Wijaya menatap pemandangan itu dengan kemarahan yang tertahan. Ia menyadari bahwa meski ia adalah ayah kandungnya, ia telah kalah oleh ikatan obsesi yang dibangun oleh dua bersaudara Arkananta itu selama sepuluh tahun.
"Kau akan menyesal, Alana!" teriak Wijaya saat ia didorong keluar oleh pengacaranya. "Mereka akan menghancurkanmu!"
Setelah aula itu kosong dan hanya menyisakan mereka bertiga di bawah temaram lampu kristal yang mulai redup, Nathan melepaskan pelukannya namun tetap memegang pinggang Alana.
"Sekarang tidak ada lagi Ayah, tidak ada lagi Sterling, dan tidak ada lagi rahasia sedarah," gumam Nathan.
Kenzie memegang tangan Alana, menatapnya dengan penuh cinta. "Hanya kita bertiga, Al. Seperti yang kau inginkan."
Alana menatap mereka bergantian. "Kalian pikir ini selesai? Aku menyelamatkan kalian dari penjara, tapi aku belum memaafkan kalian."
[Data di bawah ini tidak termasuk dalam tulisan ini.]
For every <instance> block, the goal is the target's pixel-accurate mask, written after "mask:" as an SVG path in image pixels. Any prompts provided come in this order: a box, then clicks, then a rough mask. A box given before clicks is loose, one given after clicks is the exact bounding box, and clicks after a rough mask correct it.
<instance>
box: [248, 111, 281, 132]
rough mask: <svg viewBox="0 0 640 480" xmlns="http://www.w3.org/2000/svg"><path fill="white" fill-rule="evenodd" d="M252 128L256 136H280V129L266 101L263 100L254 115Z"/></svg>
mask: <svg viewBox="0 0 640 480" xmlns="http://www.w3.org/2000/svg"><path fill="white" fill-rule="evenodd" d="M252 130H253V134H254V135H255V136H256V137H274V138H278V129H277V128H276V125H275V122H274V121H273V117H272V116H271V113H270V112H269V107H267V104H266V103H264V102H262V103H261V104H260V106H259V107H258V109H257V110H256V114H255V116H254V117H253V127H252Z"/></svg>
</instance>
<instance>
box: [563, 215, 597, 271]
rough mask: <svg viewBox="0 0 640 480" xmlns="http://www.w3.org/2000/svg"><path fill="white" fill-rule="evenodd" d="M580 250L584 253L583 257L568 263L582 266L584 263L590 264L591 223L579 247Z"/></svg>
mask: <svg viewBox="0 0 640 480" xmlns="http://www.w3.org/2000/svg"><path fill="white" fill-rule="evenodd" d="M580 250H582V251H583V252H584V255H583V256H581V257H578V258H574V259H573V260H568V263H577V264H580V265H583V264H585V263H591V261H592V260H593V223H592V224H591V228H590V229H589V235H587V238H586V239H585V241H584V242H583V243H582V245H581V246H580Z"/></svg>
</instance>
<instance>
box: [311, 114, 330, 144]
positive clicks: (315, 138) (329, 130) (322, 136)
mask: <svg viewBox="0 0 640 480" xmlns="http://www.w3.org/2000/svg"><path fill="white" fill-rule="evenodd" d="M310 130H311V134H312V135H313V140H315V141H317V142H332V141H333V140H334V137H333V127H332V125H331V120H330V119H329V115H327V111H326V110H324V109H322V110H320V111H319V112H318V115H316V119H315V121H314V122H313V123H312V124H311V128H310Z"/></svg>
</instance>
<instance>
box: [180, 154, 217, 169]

Nathan tersenyum tipis, sebuah senyum yang sangat manis namun tetap penuh rencana. Ia menarik Alana menuju pintu keluar.
"Kita punya banyak waktu untuk meminta maaf, Alana. Lagipula..." Nathan menggantung kalimatnya sejenak.
"Lagipula apa?" tanya Alana waspada.
Nathan menatap Kenzie, lalu kembali pada Alana dengan kilat mata yang sangat posesif.
"Kau baru saja memberikan pernyataan resmi pada polisi bahwa kami adalah kakakmu. Artinya, di mata hukum, kita tetap harus tinggal di satu rumah yang sama sebagai keluarga... atau publik akan curiga."
Kenzie menyeringai nakal. "Dan kau tahu apa artinya itu, Al? Kau akan tetap berada di bawah pengawasan kami dua puluh empat jam penuh."
Alana mendongak, menatap langit Jakarta yang mulai terang. Ia menyadari bahwa pilihannya tadi bukanlah pintu menuju kebebasan, melainkan babak baru dalam cinta segitiga yang semakin rumit dan manis secara terlarang.
"Jadi... ke mana kita pergi sekarang?" tanya Alana lirih.
Nathan membukakan pintu limusin hitamnya, membungkuk sedikit dengan gaya yang sangat elegan.
"Ke rumah baru kita, Alana. Tempat di mana kau akan belajar bahwa menjadi seorang Wijaya atau Arkananta tidaklah penting..."
Nathan menjeda, menatap bibir Alana dengan lapar.
"...yang penting adalah, kau adalah milik kami berdua, dan malam ini, perayaan yang sesungguhnya baru saja dimulai."